Job Description
Job DescriptionPurpose of the role
To apply software engineering techniques, automation, and best practices in incident response, to ensure the reliability, availability, and scalability of the systems, platforms, and technology through them.
Accountabilities
- Availability, performance, and scalability of systems and services through proactive monitoring, maintenance, and capacity planning.
- Resolution, analysis and response to system outages and disruptions, and implement measures to prevent similar incidents from recurring.
- Development of tools and scripts to automate operational processes, reducing manual workload, increasing efficiency, and improving system resilience.
- Monitoring and optimisation of system performance and resource usage, identify and address bottlenecks, and implement best practices for performance tuning.
- Collaboration with development teams to integrate best practices for reliability, scalability, and performance into the software development lifecycle, and work closely with other teams to ensure smooth and efficient operations.
- Stay informed of industry technology trends and innovations, and actively contribute to the organization's technology communities to foster a culture of technical excellence and growth.
Assistant Vice President Expectations
- Consult on complex issues; providing advice to People Leaders to support the resolution of escalated issues.
- Identify ways to mitigate risk and developing new policies/procedures in support of the control and governance agenda.
- Take ownership for managing risk and strengthening controls in relation to the work done.
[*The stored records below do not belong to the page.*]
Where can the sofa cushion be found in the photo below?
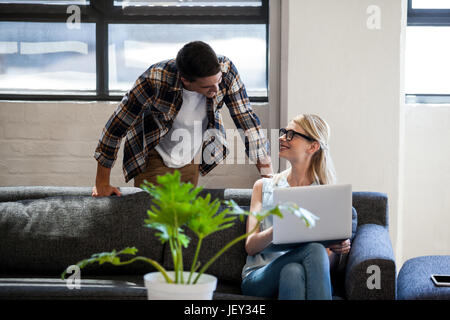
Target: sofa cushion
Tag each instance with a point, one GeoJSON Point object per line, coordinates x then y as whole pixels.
{"type": "Point", "coordinates": [46, 235]}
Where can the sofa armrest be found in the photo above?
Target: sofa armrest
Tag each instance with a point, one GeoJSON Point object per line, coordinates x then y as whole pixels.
{"type": "Point", "coordinates": [370, 272]}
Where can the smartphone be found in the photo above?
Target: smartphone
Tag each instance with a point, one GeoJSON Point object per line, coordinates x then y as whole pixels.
{"type": "Point", "coordinates": [441, 280]}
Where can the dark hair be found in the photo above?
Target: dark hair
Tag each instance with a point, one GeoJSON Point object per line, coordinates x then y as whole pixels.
{"type": "Point", "coordinates": [197, 60]}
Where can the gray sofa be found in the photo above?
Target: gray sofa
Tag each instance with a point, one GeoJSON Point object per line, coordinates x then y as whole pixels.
{"type": "Point", "coordinates": [43, 230]}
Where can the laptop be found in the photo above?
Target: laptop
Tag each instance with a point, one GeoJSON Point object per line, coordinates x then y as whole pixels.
{"type": "Point", "coordinates": [331, 203]}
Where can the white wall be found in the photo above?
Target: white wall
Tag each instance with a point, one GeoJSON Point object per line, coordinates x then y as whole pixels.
{"type": "Point", "coordinates": [52, 143]}
{"type": "Point", "coordinates": [336, 67]}
{"type": "Point", "coordinates": [426, 201]}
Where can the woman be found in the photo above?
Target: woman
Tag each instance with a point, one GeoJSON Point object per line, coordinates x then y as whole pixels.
{"type": "Point", "coordinates": [303, 272]}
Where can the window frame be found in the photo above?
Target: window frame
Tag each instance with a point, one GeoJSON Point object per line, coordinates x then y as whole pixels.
{"type": "Point", "coordinates": [103, 13]}
{"type": "Point", "coordinates": [433, 18]}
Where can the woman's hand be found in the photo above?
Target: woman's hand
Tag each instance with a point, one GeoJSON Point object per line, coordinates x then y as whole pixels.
{"type": "Point", "coordinates": [341, 248]}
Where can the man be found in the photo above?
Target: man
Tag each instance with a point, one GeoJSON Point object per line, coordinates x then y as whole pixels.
{"type": "Point", "coordinates": [183, 95]}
- Perform work that is closely related to that of other areas, which requires understanding of how areas coordinate and contribute to the achievement of the objectives of the organisation sub-function.
- Collaborate with other areas of work, for business aligned support areas to keep up to speed with business activity and the business strategy.
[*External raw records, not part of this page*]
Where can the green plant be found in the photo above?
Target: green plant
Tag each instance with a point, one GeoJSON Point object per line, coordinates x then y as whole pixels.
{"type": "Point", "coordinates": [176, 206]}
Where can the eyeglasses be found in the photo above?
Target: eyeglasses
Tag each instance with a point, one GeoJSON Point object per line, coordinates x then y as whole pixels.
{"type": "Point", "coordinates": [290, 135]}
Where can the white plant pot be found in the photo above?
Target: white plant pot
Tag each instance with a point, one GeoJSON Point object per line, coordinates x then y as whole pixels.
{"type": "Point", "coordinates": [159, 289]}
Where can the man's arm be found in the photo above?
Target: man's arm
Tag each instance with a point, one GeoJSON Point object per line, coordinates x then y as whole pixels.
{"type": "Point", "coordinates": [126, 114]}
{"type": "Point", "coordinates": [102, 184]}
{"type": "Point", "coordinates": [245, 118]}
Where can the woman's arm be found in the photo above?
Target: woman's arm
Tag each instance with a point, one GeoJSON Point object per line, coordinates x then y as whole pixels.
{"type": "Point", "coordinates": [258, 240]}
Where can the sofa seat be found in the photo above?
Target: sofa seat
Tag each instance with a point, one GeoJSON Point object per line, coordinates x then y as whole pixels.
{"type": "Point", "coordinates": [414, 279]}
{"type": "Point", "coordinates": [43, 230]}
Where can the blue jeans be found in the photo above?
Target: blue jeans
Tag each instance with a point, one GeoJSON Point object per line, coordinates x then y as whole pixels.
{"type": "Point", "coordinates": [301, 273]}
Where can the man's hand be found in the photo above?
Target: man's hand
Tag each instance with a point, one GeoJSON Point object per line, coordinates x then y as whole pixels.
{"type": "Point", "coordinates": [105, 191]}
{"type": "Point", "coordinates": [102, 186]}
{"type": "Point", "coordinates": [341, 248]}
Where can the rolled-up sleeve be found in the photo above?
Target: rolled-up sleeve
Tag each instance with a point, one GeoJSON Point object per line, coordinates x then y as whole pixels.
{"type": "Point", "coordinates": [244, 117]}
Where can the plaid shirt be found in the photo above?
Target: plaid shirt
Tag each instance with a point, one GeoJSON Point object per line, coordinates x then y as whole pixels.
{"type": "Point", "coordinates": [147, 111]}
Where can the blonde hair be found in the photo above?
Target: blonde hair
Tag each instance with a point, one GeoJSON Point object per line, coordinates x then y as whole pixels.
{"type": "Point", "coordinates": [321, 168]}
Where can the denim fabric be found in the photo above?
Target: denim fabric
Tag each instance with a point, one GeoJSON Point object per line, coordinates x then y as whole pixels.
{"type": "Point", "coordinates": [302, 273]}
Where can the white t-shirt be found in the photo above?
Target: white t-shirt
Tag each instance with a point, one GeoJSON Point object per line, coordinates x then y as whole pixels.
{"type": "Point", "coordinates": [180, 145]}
- Engage in complex analysis of data from multiple sources of information, internal and external sources such as procedures and practises (in other areas, teams, companies, etc).to solve problems creatively and effectively.
- Communicate complex information. 'Complex' information could include sensitive information or information that is difficult to communicate because of its content or its audience.
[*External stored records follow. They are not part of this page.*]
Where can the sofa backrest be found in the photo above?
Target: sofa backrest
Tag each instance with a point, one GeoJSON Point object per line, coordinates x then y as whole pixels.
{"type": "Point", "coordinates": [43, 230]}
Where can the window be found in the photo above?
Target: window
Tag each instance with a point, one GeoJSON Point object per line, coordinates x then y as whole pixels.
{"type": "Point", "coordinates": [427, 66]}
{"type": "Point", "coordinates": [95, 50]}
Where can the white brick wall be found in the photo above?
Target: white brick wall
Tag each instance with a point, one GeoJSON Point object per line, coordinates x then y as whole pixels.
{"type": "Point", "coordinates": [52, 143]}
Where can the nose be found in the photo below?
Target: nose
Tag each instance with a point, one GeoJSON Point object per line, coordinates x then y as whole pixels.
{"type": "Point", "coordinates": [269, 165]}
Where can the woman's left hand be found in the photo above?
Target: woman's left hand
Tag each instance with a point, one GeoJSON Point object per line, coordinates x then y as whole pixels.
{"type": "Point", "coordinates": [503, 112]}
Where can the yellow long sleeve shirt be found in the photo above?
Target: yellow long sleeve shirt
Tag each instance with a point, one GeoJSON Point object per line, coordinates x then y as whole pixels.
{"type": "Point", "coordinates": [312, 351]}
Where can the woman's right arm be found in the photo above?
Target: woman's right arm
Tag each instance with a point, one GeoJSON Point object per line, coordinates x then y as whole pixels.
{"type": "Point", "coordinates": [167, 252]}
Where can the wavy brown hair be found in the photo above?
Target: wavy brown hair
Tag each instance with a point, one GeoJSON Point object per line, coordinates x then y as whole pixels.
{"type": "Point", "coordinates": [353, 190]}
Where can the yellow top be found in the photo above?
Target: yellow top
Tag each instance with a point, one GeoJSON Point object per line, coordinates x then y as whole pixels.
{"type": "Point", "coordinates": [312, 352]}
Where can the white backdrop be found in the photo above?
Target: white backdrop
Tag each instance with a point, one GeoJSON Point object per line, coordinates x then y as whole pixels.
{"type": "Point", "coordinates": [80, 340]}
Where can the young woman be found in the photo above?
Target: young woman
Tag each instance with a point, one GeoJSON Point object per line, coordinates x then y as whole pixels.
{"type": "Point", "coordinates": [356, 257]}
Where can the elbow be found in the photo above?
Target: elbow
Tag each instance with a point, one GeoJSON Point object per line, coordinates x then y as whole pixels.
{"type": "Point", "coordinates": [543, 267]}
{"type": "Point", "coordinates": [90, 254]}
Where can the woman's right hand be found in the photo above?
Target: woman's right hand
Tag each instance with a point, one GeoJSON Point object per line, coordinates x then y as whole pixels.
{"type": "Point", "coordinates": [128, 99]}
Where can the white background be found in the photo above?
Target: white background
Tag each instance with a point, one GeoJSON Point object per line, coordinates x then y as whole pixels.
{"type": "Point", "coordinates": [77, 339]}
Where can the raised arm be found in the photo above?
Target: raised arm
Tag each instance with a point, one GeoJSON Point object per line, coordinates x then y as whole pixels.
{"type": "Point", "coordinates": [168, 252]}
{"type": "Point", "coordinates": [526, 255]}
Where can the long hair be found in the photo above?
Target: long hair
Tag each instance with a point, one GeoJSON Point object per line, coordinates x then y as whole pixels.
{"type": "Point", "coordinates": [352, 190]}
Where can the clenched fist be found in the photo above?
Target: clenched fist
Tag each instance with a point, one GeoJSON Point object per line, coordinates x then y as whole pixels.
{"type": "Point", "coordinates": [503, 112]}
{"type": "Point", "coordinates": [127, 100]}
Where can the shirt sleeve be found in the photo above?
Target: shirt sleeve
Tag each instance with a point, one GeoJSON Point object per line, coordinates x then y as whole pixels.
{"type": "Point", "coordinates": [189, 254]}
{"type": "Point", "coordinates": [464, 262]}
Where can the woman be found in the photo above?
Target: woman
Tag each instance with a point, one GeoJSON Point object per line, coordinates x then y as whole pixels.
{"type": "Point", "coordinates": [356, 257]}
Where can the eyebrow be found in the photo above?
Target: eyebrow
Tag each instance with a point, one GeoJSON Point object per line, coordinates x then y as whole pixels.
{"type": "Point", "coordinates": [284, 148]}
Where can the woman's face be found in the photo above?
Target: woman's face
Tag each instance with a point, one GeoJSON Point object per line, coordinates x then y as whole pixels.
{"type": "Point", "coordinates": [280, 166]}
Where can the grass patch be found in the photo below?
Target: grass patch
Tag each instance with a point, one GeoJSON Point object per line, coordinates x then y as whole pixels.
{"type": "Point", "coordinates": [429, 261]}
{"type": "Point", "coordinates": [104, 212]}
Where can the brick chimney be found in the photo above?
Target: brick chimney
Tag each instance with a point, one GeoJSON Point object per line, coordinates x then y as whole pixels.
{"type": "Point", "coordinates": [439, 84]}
- Influence or convince stakeholders to achieve outcomes.
All colleagues will be expected to demonstrate the Barclays Values of Respect, Integrity, Service, Excellence and Stewardship – our moral compass, helping us do what we believe is right. They will also be expected to demonstrate the Barclays Mindset – to Empower, Challenge and Drive – the operating manual for how we behave.
Join us as a Site Reliability Engineer at Barclays where you'll spearhead the evolution of our digital landscape, driving innovation and excellence. You'll harness cutting-edge technology to revolutionise our digital offerings, ensuring unapparelled customer experiences.
You may be assessed on the key critical skills relevant for success in role, such as experience with programming languages in linux administrator , scripting language and Automation tools Ansible as well as job-specific technical skills.
- Experience in Linux administration
- Proficiency in one or more programming languages (Python, Ruby, Bash, PowerShell, PHP, etc)
- Proficiency in unix + scripting
- Strong understanding of Automation Tools – Ansible, Terraform or equivalent
- Experience working with container and orchestration (Docker, Kubernetes).
- Hands-on experience with CI/CD pipelines and tools (Git, GitLab, Jenkins)
- Familiarity with monitoring tools – Prometheus, Grafana, InfluxDB, Kapacitor
- Good understanding of system architecture, networking, and performance optimization
- Experience working with REST API development and Integration, Database management / Query language.
This role is based in Pune.